"I Want My Kids to Have a Home"
Meet Anissa Introduced at the Catholic Charities Orange and Sullivan Gala
After a fire burned Anissa and her children out of their inner-city apartment, the difference between their family staying together and being torn apart all came down to whether they could rent a ranch so humble that not a single shrub grew on the lot, so small that its single-car attached garage was boarded up to make more living space.
Catch the powerful story she shared in a video debued at the Catholic Charities Community Services of Orange County gala last week that honored Catholic Charities’ centennial of serving New Yorkers, such as her family, in need.
“I had a fire four years ago and I’ve struggled every step of the way,” she says about her move from Newburgh plagued by poverty and violence to their small but safe Marlboro home.
I could’ve stayed in Newburgh and I could have made it where I’m paying $900 a month and could’ve had mold in my bedroom where my kids are sick sleeping in one room with an electric blanket,” she says, her blond hair pulled tight in a pony tail and her face taught as she explains why she came to Catholic Charities. “Or I can have nothing and put my children in a better environment. Those are the choices I have to make.”
Families confronted by a crisis often feel helpless. Catholic Charities provides accurate and timely information and referrals, and will help advocate for the services required by a family. Catholic Charities crisis experts help individuals and families plan long-term solutions to immediate problems through counseling and financial assistance.
Anissa Makes the Tough Choice
“If I make $16,000 a year and where I live now it costs me $15,000 to live that means I have a thousand left for electric, gas, food. That’s hard,” she says as she greets her young son and daughter when they jump off the school bus and run into their new home.
“I get $200 in food stamps and at beginning of the month when I get it I buy the bulk of my meat. Then I go to (Catholic Charities) pantries to get canned goods. You just find a way.”

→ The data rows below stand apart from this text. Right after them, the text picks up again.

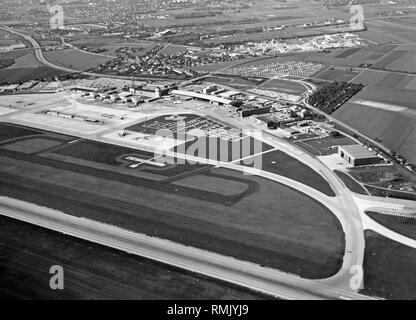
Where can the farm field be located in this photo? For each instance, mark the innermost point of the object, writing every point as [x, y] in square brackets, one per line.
[13, 75]
[282, 164]
[255, 222]
[352, 57]
[400, 59]
[389, 268]
[402, 225]
[284, 86]
[388, 31]
[388, 115]
[93, 271]
[337, 75]
[26, 61]
[75, 59]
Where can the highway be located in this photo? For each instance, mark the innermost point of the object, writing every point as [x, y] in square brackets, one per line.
[242, 273]
[41, 58]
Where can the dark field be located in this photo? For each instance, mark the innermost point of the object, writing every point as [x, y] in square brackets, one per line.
[402, 225]
[347, 53]
[389, 268]
[174, 124]
[101, 152]
[326, 146]
[224, 150]
[282, 164]
[256, 220]
[378, 192]
[93, 271]
[337, 75]
[8, 132]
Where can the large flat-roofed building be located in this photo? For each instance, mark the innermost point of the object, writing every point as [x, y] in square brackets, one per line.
[357, 155]
[202, 96]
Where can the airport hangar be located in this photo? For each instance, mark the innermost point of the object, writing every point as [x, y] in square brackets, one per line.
[357, 155]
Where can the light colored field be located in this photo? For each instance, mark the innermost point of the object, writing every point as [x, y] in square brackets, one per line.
[213, 184]
[26, 101]
[4, 110]
[143, 141]
[379, 105]
[75, 59]
[58, 124]
[26, 61]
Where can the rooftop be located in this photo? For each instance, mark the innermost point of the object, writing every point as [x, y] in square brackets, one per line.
[358, 151]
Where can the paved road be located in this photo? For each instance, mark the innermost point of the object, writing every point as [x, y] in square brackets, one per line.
[242, 273]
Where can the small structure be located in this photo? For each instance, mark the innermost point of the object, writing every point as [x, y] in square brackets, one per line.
[357, 155]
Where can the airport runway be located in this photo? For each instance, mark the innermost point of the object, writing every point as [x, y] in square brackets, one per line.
[242, 273]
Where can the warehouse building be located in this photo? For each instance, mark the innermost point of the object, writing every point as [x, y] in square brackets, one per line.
[357, 155]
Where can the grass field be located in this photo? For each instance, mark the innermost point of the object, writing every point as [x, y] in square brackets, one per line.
[282, 164]
[8, 131]
[389, 268]
[93, 271]
[75, 59]
[325, 146]
[32, 145]
[284, 86]
[261, 221]
[402, 225]
[101, 152]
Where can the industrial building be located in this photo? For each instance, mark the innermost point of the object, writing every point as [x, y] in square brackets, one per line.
[201, 96]
[357, 155]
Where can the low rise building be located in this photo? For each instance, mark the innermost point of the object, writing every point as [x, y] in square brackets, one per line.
[357, 155]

Funds So Tight There’s None Left for Beds
“The Department of Social Services told the parents we had to have something adequate for the kids to sleep on so I went to Catholic Charities. Ally, (the case manager) came up front and she brought me to the back.
“I told her my story she said ‘Oh my God, if you’re going to be the last person we can help this year we’re going to do this.’
She helped. I remember when they did the inspection on the house she said this perfect. She made it all happen. Without them we don’t even know if the kids would’ve been able to come home. That saved our family. That was amazing.”
Catholic Charities Saved Her Family
“You know how many times I come to Catholic Charities and they give my kids clothes, books, sheets, blankets. I can’t do that for my children all the time. So to come and get that little bit of help and they help all the time,” she says between breaks helping her son and daughter with homework.
“It’s a blessing and I’m thankful for them.”
A Place to Knock Where the Door Is Always Open
“I want my kids to have a house even if it’s a one bedroom that they can say ‘I have a place to rest my head that’s always going to be there; I know I can on knock on that door and it’s going to open’; to never feel homeless; to never live without that’s what I want just for them.”
That Alissa, her children, all children, and all families always have a home is what Catholic Charities wants as well.
“In order to have a good home you have to have hope,” says Catholic Charities of Orange & Sullivan County Board Vice Chairman and Pepsi VP & COO Tom Strahle. “Hope can be a hard commodity when you’re faced with having to live in a place that’s not safe, or secure, or dry or warm enough. Catholic Charities is important because we’re able to do things when no one else in can.”
Help is a team effort
- The United States is the richest nation in the world has ever known accounting for over 41% of total global person wealth.
- Yet 1 in 3 Americans, like Alissa and her family, live close at or below the poverty line
Catholic Charities’ mission to help them get by
“Catholic Charities does not have an endless bank account,” says ShopRite VP Thomas Urtz. “It’s important to know that they rely on donations. They rely on every individual doing what they can making a difference.”
At the gala where the video with Anissa’s story was shared, formally called “Catholic Charities of Orange and Sullivan’s 11th Anniversary Celebration of Charity,” more than 400 guests helped make this difference. Netting over $92,000, the money will be raised to support Catholic Charities anti-poverty programs including emergency food and shelter assistance in Orange and Sullivan Counties for families, like Anissa’s, in need.
“It could be the person at the carwash. It could be the person at the diner that might be working a minimum wage job 70 -80 hours a week just to scrape by and Catholic Charities comes in to those families and helps them get through the toughest time in their life,” says Catholic Charities Orange & Sullivan Board Member and Senior Mediacom VP Thomas Larson. “These people (at Catholic Charities) are literally driving the trucks to deliver the furniture. They are providing the counseling. They are paying the bills for a lot of families that can’t afford to do so.”